Study Details Atlantic Ocean 'Dead Zones'
Published on by Water Network Research, Official research team of The Water Network in Academic
In a newly published study, researchers from Germany and Canada describe a number of dead zones recently identified in the tropical North Atlantic
Dead zones are large expanses of oxygen deprived water where little to no life can survive. In a newly published study, researchers from Germany and Canada describe a number of dead zones recently identified in the tropical North Atlantic.
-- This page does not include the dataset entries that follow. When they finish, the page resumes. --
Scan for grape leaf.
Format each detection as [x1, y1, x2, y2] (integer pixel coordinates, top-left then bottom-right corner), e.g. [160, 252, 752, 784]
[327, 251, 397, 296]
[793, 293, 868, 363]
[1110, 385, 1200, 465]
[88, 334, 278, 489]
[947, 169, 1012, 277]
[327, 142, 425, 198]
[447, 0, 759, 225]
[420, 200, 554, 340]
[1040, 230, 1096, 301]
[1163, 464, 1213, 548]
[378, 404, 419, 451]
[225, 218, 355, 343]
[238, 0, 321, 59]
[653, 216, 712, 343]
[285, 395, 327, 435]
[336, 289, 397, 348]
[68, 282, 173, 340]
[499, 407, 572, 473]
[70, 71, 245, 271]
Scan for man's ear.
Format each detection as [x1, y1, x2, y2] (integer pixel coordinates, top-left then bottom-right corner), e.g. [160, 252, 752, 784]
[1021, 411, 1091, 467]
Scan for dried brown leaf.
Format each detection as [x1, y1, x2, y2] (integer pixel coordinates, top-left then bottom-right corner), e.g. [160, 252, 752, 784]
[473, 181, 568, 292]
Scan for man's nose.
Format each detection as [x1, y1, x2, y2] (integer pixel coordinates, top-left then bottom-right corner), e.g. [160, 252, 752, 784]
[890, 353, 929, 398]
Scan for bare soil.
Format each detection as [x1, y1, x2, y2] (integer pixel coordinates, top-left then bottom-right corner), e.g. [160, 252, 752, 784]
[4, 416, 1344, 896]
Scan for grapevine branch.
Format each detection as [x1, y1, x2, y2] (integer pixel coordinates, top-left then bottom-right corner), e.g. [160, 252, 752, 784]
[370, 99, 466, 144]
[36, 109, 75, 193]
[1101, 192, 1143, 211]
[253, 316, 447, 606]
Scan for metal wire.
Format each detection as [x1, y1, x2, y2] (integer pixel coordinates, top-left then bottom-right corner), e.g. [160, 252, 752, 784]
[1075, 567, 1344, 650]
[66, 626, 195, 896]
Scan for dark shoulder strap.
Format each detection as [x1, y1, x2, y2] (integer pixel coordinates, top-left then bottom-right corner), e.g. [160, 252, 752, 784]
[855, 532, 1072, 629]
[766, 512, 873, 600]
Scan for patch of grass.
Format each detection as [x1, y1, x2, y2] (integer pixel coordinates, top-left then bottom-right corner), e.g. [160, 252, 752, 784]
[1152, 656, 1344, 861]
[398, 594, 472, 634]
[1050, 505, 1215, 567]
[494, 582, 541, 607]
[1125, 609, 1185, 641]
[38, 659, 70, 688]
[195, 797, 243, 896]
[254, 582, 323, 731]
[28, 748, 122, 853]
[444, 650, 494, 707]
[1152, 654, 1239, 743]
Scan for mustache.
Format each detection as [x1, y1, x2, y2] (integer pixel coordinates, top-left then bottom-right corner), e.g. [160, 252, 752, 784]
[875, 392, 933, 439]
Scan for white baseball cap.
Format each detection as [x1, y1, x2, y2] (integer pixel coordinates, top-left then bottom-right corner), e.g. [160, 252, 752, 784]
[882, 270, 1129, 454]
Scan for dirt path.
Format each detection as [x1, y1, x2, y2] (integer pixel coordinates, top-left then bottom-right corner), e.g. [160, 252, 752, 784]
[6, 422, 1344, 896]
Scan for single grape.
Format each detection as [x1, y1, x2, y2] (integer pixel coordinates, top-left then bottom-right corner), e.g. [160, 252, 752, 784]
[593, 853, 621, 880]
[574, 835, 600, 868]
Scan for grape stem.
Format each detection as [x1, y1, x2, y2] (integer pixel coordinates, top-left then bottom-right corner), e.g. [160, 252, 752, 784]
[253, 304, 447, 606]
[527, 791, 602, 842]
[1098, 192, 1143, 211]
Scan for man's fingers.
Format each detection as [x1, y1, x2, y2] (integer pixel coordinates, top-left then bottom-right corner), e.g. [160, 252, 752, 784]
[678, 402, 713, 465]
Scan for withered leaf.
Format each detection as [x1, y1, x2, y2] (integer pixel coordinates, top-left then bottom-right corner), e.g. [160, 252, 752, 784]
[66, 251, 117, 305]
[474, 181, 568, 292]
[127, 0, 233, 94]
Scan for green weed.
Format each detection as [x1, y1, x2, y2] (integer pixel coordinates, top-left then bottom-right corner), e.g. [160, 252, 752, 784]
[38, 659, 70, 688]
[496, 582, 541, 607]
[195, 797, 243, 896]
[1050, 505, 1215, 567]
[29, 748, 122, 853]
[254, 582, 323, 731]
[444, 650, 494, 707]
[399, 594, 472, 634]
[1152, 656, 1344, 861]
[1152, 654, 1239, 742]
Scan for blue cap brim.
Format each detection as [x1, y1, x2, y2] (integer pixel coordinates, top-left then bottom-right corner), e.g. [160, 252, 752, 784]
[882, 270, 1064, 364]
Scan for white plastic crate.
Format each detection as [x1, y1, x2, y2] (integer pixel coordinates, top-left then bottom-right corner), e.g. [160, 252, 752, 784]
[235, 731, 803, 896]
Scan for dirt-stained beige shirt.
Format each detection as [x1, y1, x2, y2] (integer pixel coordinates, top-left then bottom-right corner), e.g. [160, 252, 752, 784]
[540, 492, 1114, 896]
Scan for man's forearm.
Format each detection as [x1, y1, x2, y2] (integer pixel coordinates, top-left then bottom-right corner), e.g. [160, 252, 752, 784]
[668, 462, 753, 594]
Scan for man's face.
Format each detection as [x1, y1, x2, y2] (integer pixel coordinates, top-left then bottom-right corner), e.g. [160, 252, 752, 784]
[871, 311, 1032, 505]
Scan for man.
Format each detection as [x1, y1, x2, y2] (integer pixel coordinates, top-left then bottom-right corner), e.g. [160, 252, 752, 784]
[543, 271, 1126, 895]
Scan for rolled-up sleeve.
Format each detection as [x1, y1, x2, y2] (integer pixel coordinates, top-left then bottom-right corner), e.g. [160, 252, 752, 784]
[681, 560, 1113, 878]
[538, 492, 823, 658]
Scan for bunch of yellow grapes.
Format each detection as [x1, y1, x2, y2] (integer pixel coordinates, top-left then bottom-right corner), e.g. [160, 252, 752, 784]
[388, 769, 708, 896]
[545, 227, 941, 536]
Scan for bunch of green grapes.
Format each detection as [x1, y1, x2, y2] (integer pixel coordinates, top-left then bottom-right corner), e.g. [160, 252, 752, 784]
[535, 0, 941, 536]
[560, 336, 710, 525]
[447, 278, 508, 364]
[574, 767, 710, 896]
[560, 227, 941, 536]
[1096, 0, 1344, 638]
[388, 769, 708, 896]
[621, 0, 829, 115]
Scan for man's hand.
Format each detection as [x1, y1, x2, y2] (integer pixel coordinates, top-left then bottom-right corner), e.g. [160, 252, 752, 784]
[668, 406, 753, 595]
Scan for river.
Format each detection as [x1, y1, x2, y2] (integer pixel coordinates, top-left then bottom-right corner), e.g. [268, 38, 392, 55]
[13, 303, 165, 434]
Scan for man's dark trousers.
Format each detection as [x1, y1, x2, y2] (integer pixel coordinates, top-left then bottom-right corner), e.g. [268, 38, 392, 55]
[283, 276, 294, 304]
As detailed in the new paper -- published this weekin Biogeosciences, the open access journal of the European Geosciences Union -- the concentrations of oxygen-deficient water develop in eddies. The swirling dead zones accumulate more lifeless water as they churn slowly westward across the open ocean. Their structure is similar to that of a hurricane.
"The fast rotation of the eddies makes it very difficult to exchange oxygen across the boundary between the rotating current and the surrounding ocean," Johannes Karstensen, a researcher at the Helmholtz Centre for Ocean Research Kiel, in Germany,explained in a press release. "Moreover, the circulation creates a very shallow layer -- of a few tens of meters -- on top of the swirling water that supports intense plant growth."
The researchers also discovered that zooplankton, the tiny marine organisms that anchor large ocean-based food chains, congregate on the surface of these drifting dead zones.
Most dead zones are found near the coast, where rivers deltas deliver large concentrations of fertilizers used on inland farms upstream. Fed by the excess phosphorous, the growth of summertime algae blooms accelerate -- sucking the oxygen from large swaths of ocean water. This lifeless water can be swept out to sea, but until now, dead zones have never found in the open ocean.